Note: If you don’t already have the User ID of the user to act on behalf of, you can obtain it by completing the Authorization Code Grant flow begun in the Request the authorization code step.
https://admindemo.docusign.com/apps-and-keys -> Apps and Keys ->
aud : The URI of the authentication service instance to be used.
For demo environments, use account-d.docusign.com.
For production environments, use account.docusign.com.
Important: Do not include https:// in the aud value!
iat : The date-time when the JWT was issued
in Unix epoch format. You must include an iat value when creating a JWT, typically set to the current time.
You can convert a date to linux epoch format with the following link : https://www.epochconverter.com/
exp: The date-time when the JWT assertion will expire
in Unix epoch format. Defaults to one hour from the value of iat and cannot be set to a greater value. You must include an exp value when creating a JWT.
Use the epoch https://www.epochconverter.com/
⚠ Please note that this value must not be too far in time, in our example we are using 14 years of validity.
scope : The scopes to request.
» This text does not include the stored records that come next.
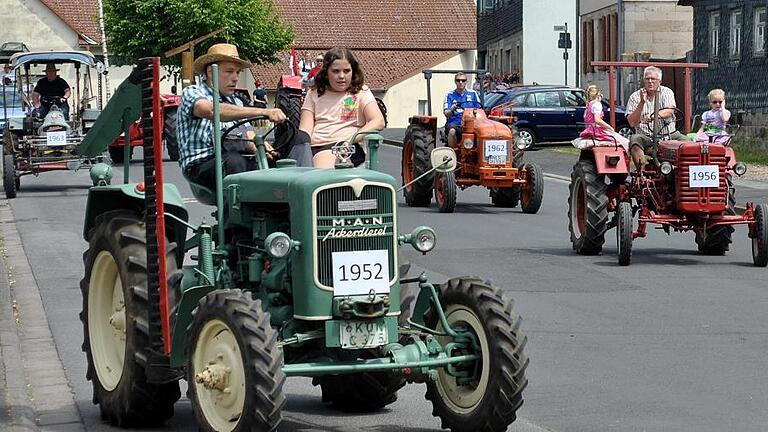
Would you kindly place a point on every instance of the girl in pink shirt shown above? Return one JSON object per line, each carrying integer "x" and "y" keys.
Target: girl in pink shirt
{"x": 337, "y": 106}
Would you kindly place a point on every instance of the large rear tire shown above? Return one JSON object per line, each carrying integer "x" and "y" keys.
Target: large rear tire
{"x": 169, "y": 133}
{"x": 624, "y": 233}
{"x": 115, "y": 323}
{"x": 760, "y": 241}
{"x": 587, "y": 209}
{"x": 488, "y": 401}
{"x": 234, "y": 364}
{"x": 9, "y": 176}
{"x": 417, "y": 147}
{"x": 532, "y": 193}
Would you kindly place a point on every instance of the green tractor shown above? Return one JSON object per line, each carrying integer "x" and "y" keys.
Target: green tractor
{"x": 299, "y": 276}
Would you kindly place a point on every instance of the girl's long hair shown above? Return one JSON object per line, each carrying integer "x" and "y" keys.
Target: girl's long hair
{"x": 321, "y": 80}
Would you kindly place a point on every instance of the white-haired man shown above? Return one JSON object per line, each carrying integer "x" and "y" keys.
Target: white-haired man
{"x": 640, "y": 115}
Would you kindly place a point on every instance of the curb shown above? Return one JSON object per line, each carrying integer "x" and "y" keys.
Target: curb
{"x": 38, "y": 394}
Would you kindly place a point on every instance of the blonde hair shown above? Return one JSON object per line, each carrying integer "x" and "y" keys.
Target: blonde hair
{"x": 716, "y": 92}
{"x": 592, "y": 92}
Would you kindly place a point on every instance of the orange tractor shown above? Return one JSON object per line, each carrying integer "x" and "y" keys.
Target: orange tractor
{"x": 489, "y": 154}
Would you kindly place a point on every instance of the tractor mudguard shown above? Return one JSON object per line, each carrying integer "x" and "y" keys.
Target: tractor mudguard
{"x": 102, "y": 199}
{"x": 611, "y": 160}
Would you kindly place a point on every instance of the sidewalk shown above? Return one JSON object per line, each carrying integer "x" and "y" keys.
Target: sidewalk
{"x": 35, "y": 393}
{"x": 559, "y": 165}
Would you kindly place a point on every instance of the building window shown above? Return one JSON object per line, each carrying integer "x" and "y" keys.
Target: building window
{"x": 714, "y": 35}
{"x": 759, "y": 31}
{"x": 735, "y": 44}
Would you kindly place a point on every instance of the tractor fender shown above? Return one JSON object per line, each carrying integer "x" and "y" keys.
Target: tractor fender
{"x": 611, "y": 160}
{"x": 102, "y": 199}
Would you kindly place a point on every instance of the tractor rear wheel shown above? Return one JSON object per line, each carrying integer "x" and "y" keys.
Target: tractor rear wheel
{"x": 234, "y": 365}
{"x": 445, "y": 192}
{"x": 169, "y": 133}
{"x": 115, "y": 323}
{"x": 624, "y": 232}
{"x": 9, "y": 176}
{"x": 417, "y": 147}
{"x": 717, "y": 242}
{"x": 760, "y": 240}
{"x": 587, "y": 209}
{"x": 532, "y": 193}
{"x": 487, "y": 401}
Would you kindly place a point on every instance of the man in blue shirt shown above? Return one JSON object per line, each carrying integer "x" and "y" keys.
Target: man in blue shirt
{"x": 454, "y": 105}
{"x": 195, "y": 119}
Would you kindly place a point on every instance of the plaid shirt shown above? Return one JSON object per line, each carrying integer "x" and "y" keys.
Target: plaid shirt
{"x": 195, "y": 134}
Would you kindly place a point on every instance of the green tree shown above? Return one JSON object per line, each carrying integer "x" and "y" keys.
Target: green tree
{"x": 144, "y": 28}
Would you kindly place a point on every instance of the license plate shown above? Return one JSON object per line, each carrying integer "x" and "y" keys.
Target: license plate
{"x": 363, "y": 334}
{"x": 703, "y": 176}
{"x": 360, "y": 272}
{"x": 56, "y": 138}
{"x": 496, "y": 151}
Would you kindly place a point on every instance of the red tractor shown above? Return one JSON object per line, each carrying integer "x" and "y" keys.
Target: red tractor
{"x": 489, "y": 154}
{"x": 687, "y": 186}
{"x": 169, "y": 104}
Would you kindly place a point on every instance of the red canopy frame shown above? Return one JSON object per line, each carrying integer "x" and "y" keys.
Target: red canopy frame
{"x": 688, "y": 69}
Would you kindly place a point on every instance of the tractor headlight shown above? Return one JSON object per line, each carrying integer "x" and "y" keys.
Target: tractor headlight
{"x": 740, "y": 168}
{"x": 666, "y": 168}
{"x": 279, "y": 245}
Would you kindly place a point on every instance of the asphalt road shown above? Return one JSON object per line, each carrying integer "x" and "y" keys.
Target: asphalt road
{"x": 675, "y": 342}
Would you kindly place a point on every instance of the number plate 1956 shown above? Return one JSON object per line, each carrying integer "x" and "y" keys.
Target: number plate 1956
{"x": 363, "y": 334}
{"x": 703, "y": 176}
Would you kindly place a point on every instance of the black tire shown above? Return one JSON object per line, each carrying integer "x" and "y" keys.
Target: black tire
{"x": 169, "y": 133}
{"x": 489, "y": 402}
{"x": 117, "y": 154}
{"x": 417, "y": 147}
{"x": 587, "y": 209}
{"x": 9, "y": 176}
{"x": 528, "y": 136}
{"x": 760, "y": 241}
{"x": 117, "y": 254}
{"x": 254, "y": 357}
{"x": 717, "y": 242}
{"x": 445, "y": 192}
{"x": 624, "y": 233}
{"x": 532, "y": 194}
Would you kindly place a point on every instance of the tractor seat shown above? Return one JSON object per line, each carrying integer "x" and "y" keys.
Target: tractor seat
{"x": 201, "y": 193}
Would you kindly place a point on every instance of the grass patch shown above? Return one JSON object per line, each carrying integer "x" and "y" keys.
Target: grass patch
{"x": 750, "y": 150}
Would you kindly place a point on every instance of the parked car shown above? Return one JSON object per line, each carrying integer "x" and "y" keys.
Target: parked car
{"x": 550, "y": 112}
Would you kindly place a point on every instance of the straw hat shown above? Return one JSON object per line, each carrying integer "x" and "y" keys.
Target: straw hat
{"x": 218, "y": 53}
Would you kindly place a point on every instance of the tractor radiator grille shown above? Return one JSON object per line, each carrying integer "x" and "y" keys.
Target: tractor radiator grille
{"x": 710, "y": 200}
{"x": 332, "y": 219}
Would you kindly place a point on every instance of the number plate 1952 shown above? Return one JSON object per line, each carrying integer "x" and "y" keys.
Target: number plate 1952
{"x": 363, "y": 334}
{"x": 703, "y": 176}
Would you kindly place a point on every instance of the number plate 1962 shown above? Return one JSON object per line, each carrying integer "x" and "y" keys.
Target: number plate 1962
{"x": 363, "y": 334}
In our example “signature impersonation”.
All the scopes are defined on the following site https://developers.docusign.com/platform/auth/reference/scopes/
{
"iss":"ea670856-0422-4d8e-99bd-80560d323639",
"sub":"917c9fc5-d615-43bb-8a28-87e7ede3b8ac",
"aud":"account-d.docusign.com",
"iat": 1628496664,
"exp":1912493464,
"scope":"signature impersonation"
}
For the Pane “Verify Signature”
https://admindemo.docusign.com/apps-and-keys -> Actions -> Edit
… -> Click on “Generate RSA”
Select the Public and Paste it on the section
And make the same for the public key. If everything is OK, you must have the Tag “Signature Verified” at the left of the document, see the picture bellow.
For the final step, you obtain the key for stating using the API
Go to Postman
https://www.postman.com/use-cases/api-testing-automation/
Sign in (for me with my google account)
You must fille the following values
Select “Post”
Put the API Value : https://account-d.docusign.com/oauth/token
Click on the “Body” section
Add the key “grant_type”
Add the value “urn:ietf:params:oauth:grant-type:jwt-bearer” for the key “grant_type”
Add the key “assertion”
Add the generate value from the site jwt on the previous steps
Finally Click on Send for obtain the “access_token” necessary the the further call.
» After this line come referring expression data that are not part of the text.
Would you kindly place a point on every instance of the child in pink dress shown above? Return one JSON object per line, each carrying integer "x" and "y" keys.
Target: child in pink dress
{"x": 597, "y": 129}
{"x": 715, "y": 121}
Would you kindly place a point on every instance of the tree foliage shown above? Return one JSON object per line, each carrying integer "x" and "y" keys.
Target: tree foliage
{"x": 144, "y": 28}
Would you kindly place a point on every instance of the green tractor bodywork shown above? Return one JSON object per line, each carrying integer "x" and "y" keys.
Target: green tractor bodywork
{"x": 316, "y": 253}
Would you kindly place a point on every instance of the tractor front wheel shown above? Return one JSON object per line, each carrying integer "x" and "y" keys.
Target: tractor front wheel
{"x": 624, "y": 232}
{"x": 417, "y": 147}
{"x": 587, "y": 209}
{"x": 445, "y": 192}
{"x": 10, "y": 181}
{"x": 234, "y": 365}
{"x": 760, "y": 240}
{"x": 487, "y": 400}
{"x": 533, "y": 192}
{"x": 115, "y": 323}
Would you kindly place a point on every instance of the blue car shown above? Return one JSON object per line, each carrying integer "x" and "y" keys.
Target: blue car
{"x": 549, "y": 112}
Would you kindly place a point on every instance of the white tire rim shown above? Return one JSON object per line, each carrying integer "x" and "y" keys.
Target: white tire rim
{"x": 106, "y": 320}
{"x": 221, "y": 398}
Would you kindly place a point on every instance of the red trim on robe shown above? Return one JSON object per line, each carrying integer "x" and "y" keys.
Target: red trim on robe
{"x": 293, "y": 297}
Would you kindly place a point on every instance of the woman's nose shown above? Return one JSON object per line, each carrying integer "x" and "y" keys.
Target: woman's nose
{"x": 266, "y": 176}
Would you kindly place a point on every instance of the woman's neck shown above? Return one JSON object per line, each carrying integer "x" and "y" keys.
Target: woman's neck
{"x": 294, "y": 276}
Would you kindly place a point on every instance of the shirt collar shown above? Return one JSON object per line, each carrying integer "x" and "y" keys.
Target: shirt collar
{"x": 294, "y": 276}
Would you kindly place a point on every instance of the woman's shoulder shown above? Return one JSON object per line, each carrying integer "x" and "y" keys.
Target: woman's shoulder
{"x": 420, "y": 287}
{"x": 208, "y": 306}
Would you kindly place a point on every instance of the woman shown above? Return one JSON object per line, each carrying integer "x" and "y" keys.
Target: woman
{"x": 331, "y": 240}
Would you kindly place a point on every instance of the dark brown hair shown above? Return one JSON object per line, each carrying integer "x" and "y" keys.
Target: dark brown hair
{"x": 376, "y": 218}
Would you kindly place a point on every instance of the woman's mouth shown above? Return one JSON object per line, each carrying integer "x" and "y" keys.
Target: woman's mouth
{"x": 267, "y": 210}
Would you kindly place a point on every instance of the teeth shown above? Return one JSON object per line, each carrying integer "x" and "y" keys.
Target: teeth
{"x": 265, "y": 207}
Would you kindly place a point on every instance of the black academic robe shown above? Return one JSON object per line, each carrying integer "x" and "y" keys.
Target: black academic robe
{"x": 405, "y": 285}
[enter image description here][1]

Here are the things that you must ensure:
You have an Integration key (clientID) that is configured correctly.
You have an RSA Private key. that key was copied/pasted exactly as given to your configuration file. New lines must be preserved
Your URLs are matching the environment. Meaning you use account-d and demo.docusign.net for the sandbox env endpoints.
You need the userId which is a GUid for the user that would be impersonated. That user must consent to the application. You have to ensure you pass userId and not accountId and that it is for the same account that you would be using.
If you confirm all of this and still get an error - I would consider to use our code example to start. I don't see code in your question, but our code example should be a good way to start.